Oh, why must we be subjected to this? Why can’t we have the alternative reality, of Steve Kowalski, back in Kyiv, where he really is, dropping all the childish nonsense of his poetry, having learned a lesson and grown up thanks to the double humiliation of his beating at the claws of The Ferret and the corollary avenging act by Commix Girl for his sake, and acting – finally, finally – like a man.
This is what we want. Clearly, this is as it should be; the logical, rational progression of the growth of a mind… and heart; the maturation of a decent, sound, and strong soul.

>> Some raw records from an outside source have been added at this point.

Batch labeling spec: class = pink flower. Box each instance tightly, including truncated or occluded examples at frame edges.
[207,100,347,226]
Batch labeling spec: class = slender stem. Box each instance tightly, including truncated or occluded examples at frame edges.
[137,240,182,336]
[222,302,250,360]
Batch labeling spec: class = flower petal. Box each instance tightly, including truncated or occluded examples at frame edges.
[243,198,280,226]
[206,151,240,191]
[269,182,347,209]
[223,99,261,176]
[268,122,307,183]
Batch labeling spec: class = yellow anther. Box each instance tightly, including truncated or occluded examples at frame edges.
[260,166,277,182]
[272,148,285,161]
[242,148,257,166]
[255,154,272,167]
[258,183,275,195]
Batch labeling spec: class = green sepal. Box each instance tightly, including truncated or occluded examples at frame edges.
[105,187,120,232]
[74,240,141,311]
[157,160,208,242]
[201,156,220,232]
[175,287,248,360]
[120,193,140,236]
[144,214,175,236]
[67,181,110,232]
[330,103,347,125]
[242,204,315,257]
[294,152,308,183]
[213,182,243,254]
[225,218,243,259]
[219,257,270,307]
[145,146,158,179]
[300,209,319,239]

This is the version we want, that we demand and cry out for – it’s this!: Kowalski acts like a man, stops writing all this lurid nonsense, and approaches the girl, Commix Girl, for better or worse, in Kyiv, Ukraine, where he actually lives this very moment, and not in some poem taking place in a neighborhood he never knew in America, nor could have known (other than maybe driving through one, visiting a friend there, or seeing suchlike on film), having grown up poor. In the continuing sequence of this alternative action, Kowalski then takes it on the chin if he has to, swallows his pride, loses to the better man if necessary, or inevitable, whether it’s necessary or not, and apologizes to Commix Girl, regardless of the outcome for him, for acting like such an asshole.
But, no, this is crazy! This is absolutely insane!
Don’t do it, Steve, don’t go there, I beg you, don’t write the rest of that poem, please, Steve, not just for your sake, but think of Kyiv Unedited, think of The Commix! What’s Nicolas Cage going to think?! Steve… Steve… STEVE!!!
And across the street – the O’Leary girl –
I take god down, on the sidewalk,
Down, bare, sultry night, in the gutter, down,
I press with hands against her breasts,
And then with relative calm, weave in and
Out of her agitated dress.
Oh, the horror of it all, the absolute and complete abject horror, you filth, you depraved infernal monster… Steve… Steve… you scum… I know you not… Steve – go fuck yourself. Steve, go to hell…
Five blocks down Chestnut Street
The stoplight blinking red turns green.
And I breathe so easily again, tonight,
So suddenly, I feel, that it was all
Worthwhile.
Morning is upon us. The traffic light switches to its daily routine and now awaits to regulate the morning rush-hour. The change from a blinking red to green is also a metaphor for the rapist narrator’s thinking that, with his crime accomplished, everything is now okay.
Meanwhile, back in Kyiv, as Steve Kowalski, drenched in sweat, crashes his head masochistically against his writing table and thrusts his fingers painfully through his hair, in the bohemian yet quickly gentrifying district of Podil, Goldstein enters Commix Café.